Я зажмурилась. Помолчала, собираясь с силами. А потом взяла и стукнула его кулаком между лопаток, со всей злости, Лешка охнул от боли и неожиданности. А я ему сказала, точнее, потребовала:
- Тогда исправь всё.
Конечно же, он пообещал, конечно же, поклялся, рассказывал мне, что все обязательно решит. Мы уедем, и он жизнь посвятит тому, чтобы я была счастлива. Только дура бы ему поверила. Я дурой не была, и не поверила. Мне оставалось лишь наблюдать, потому что сделать я ничего не могла. Через неделю после его клятв и обещаний, он снова собрался и уехал. Это всегда происходило одинаково. Несколько месяцев Леша проводил дома, потом становился задумчивым, молчаливым, сосредоточенным, а потом в коридоре словно сама по себе появлялась спортивная сумка с его вещами, и я понимала, что он планирует уехать на «гастроли», я так это называла.

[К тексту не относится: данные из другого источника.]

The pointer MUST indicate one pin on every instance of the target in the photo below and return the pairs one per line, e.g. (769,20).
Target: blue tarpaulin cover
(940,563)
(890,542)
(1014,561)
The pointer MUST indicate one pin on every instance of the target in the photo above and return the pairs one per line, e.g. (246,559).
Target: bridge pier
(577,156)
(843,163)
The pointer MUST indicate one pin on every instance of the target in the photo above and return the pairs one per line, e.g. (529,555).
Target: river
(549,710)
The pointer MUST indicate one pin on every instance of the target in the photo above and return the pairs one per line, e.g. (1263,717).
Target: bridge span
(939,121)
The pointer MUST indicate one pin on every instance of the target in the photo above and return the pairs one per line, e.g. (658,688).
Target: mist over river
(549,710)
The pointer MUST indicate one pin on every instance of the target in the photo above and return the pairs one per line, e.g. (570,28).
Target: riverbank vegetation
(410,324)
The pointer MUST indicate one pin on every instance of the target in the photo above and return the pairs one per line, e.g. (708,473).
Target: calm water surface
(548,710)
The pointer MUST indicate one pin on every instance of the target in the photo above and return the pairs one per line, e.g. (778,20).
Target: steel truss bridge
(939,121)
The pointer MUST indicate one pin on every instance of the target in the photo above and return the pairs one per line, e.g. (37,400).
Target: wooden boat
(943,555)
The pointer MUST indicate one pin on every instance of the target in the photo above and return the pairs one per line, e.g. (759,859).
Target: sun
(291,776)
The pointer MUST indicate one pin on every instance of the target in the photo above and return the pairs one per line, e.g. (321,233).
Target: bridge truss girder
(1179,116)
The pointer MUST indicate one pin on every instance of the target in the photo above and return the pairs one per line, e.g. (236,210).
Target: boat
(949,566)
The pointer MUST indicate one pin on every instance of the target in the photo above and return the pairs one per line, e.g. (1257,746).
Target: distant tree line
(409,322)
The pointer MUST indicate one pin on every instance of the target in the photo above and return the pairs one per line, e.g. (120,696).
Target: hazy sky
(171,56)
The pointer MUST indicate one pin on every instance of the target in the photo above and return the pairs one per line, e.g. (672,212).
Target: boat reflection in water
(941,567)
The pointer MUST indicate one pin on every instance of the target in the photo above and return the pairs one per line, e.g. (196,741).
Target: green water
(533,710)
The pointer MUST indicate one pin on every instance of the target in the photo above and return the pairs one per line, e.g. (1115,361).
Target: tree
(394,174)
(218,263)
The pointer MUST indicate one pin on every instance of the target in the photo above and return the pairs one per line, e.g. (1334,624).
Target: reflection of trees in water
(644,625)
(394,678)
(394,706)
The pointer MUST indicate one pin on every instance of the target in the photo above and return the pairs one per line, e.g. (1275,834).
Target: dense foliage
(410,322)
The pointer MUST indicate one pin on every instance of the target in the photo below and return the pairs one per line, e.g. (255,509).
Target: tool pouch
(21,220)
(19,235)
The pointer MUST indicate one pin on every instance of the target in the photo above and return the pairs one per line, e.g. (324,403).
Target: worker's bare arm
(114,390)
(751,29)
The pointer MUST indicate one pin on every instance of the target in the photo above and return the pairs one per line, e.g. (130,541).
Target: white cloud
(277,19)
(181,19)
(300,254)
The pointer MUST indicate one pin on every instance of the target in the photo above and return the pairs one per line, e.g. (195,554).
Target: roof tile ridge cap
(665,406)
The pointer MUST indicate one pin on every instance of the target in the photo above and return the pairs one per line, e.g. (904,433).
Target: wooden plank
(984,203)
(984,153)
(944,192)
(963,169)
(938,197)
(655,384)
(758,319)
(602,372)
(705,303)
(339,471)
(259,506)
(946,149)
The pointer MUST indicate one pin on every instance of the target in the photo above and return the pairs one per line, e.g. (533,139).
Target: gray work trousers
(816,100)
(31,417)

В начале семейной жизни, я относилась к появлению этой сумки спокойно. К тому же, Леша ничего по этому поводу мне не объяснял – собирал её, забирал и уезжал, никогда не говоря, когда вернется. Могло пройти два дня, неделя, а то и месяц. Однажды он уехал почти на два месяца, лишь звонил время от времени, поинтересоваться, как у меня дела, и сказать, что скучает. А вот когда ситуация начала заходить в тупик, появления этой сумки я стала бояться. Однажды, увидев её в коридоре, я простояла над ней не меньше двадцати минут. Просто стояла и смотрела, чувствуя, как в душе у меня все леденеет от ужаса. Сейчас я уже понимаю, что это было дурное предчувствие. А тогда я просто боялась.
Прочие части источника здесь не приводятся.